A second consequence of the pandemic was the reconsideration of the urgency of different kinds of infrastructure investments, with social and healthcare infrastructure turning out to be much more strategic than previously thought.
"The infrastructure gap cannot simply be covered with fiscal spending, regardless how much extraordinary expenditure all the governments of the world make in the next few years," Prof. Gatti said.
Professors Carlo Favero and Carlo Chiarella introduced a statistical framework aimed at better understanding the long-term dynamics of infrastructure equilibrium prices. "Our framework," said Prof. Chiarella, "can be used to identify equilibrium values for infrastructure prices in terms of factor prices and for factor prices in terms of macroeconomic trends."

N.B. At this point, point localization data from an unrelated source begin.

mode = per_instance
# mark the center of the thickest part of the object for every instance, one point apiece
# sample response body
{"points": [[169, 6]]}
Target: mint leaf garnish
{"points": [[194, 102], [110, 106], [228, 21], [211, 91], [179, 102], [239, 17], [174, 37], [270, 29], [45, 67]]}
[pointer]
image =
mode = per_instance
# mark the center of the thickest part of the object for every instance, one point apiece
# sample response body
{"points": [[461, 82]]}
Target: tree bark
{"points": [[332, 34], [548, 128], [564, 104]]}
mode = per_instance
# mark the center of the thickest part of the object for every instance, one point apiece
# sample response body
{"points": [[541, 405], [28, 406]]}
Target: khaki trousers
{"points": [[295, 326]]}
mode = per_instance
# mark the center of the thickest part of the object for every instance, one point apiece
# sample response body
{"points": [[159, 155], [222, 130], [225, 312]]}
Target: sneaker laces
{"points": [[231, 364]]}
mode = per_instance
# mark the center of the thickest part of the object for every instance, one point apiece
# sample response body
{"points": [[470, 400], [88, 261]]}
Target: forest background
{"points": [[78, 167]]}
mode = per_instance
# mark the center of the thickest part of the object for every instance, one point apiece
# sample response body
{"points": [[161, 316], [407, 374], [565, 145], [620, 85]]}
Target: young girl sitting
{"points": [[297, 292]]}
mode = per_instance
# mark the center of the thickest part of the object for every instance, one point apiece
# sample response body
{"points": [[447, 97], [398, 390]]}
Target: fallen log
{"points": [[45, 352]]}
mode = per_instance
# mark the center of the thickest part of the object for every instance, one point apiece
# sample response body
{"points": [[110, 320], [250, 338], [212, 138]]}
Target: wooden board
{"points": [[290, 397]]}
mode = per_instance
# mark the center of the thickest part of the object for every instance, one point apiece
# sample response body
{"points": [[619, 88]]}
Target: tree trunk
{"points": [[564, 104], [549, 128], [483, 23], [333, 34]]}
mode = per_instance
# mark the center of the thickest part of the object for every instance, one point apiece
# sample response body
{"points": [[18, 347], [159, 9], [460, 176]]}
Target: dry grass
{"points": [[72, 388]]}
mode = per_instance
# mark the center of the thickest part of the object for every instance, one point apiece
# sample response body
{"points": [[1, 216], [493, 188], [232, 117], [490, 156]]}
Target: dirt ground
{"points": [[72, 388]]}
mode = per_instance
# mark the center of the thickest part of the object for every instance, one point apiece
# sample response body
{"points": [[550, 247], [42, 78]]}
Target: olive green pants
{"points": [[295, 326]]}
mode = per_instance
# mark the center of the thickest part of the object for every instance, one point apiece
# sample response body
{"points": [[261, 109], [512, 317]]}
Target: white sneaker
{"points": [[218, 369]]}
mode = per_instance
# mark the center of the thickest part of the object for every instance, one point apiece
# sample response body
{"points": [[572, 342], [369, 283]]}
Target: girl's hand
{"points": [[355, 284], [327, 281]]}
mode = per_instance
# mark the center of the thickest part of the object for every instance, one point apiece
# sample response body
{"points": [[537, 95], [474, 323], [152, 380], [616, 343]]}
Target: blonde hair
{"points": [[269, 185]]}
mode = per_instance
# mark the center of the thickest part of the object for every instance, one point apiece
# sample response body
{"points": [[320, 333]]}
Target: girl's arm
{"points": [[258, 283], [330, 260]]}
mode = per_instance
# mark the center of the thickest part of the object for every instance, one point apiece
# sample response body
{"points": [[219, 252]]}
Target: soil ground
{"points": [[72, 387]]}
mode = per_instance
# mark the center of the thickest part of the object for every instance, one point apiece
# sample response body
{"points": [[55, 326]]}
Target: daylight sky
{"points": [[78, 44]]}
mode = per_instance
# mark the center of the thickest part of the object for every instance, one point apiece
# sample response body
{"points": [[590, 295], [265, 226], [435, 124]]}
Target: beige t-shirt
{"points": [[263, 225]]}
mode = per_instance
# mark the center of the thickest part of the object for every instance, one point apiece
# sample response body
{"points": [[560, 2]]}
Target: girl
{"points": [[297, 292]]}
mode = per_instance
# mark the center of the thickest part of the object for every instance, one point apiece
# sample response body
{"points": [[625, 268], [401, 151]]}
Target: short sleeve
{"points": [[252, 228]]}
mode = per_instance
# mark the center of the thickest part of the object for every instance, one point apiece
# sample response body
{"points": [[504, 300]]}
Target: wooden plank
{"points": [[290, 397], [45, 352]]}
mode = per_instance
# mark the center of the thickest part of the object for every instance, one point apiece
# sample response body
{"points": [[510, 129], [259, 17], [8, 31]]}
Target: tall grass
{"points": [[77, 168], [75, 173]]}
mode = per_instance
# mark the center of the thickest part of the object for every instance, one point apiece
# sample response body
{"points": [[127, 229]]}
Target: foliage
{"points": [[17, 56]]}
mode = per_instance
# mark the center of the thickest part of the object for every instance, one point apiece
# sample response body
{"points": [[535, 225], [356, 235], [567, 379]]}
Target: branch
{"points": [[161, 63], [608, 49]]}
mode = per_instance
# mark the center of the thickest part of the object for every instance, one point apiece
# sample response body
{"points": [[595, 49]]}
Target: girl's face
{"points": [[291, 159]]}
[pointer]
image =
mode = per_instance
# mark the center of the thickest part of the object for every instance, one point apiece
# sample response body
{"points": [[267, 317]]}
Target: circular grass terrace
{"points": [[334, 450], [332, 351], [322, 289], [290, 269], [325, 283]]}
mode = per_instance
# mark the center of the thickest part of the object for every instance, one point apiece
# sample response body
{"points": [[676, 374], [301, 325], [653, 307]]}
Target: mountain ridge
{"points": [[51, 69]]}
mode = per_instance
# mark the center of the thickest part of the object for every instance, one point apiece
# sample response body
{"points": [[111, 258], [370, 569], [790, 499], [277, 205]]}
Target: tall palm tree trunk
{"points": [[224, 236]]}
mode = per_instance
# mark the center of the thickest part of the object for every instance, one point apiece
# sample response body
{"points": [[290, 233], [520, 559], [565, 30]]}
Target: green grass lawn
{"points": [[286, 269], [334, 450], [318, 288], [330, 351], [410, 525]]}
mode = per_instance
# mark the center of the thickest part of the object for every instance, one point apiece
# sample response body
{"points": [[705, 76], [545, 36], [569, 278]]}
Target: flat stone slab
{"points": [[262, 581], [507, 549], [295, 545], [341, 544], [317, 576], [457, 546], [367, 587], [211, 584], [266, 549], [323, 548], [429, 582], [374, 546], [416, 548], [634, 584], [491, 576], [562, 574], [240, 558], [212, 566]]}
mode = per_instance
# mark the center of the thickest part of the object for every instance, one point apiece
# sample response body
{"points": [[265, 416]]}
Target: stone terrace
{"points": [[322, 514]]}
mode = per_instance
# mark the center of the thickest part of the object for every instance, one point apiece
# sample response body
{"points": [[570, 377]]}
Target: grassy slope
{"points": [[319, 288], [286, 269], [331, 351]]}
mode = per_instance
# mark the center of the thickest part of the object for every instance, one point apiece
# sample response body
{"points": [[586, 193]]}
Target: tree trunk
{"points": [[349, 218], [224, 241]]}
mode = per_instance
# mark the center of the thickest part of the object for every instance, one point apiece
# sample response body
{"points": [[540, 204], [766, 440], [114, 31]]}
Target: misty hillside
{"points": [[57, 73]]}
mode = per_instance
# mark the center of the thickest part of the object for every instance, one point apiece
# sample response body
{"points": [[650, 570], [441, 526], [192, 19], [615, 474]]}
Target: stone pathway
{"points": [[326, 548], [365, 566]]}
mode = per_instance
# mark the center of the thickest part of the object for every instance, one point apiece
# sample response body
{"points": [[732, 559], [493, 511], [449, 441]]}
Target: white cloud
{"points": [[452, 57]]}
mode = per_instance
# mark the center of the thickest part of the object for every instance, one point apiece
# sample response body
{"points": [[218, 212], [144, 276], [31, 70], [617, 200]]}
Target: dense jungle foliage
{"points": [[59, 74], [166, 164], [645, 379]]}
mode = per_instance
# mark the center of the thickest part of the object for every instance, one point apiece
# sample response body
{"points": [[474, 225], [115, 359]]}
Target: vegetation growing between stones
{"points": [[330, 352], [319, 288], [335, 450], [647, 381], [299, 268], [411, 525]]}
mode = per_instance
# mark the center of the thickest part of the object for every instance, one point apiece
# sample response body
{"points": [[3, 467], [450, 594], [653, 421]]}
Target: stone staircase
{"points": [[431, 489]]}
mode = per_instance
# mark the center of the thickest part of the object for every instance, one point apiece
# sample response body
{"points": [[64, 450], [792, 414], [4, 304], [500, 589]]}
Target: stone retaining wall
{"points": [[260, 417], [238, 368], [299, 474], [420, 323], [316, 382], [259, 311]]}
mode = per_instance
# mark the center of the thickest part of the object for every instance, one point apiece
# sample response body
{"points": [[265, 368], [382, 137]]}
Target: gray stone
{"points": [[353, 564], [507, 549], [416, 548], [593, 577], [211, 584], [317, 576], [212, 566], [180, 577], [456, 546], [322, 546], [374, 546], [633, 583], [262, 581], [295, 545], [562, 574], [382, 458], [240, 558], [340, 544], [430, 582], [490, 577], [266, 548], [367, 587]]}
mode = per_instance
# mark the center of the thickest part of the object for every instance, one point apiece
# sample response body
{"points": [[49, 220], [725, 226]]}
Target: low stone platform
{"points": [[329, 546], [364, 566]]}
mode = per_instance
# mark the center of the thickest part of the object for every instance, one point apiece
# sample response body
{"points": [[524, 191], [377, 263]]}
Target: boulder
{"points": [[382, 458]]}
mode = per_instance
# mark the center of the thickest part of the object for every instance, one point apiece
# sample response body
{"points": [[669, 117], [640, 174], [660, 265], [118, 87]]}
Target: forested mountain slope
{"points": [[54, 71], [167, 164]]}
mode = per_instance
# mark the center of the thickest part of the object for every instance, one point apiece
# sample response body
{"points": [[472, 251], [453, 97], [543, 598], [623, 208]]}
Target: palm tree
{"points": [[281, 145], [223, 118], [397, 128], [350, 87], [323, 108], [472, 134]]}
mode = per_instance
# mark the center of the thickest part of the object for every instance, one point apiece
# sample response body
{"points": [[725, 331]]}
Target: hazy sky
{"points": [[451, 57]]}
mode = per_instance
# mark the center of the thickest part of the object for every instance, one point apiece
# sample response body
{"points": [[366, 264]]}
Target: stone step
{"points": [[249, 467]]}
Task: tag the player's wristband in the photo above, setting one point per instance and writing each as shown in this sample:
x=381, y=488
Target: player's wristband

The unveiled model allows researchers to obtain long-term forecasts of factor prices consistent with the structural macroeconomic scenario that can be used to form more accurate expectations about the long-term dynamic of equilibrium prices. Tactical asset allocation can be implemented using the predictive power for infrastructure returns of the deviations of infrastructure prices from their equilibria and of factor prices from their macroeconomic trends.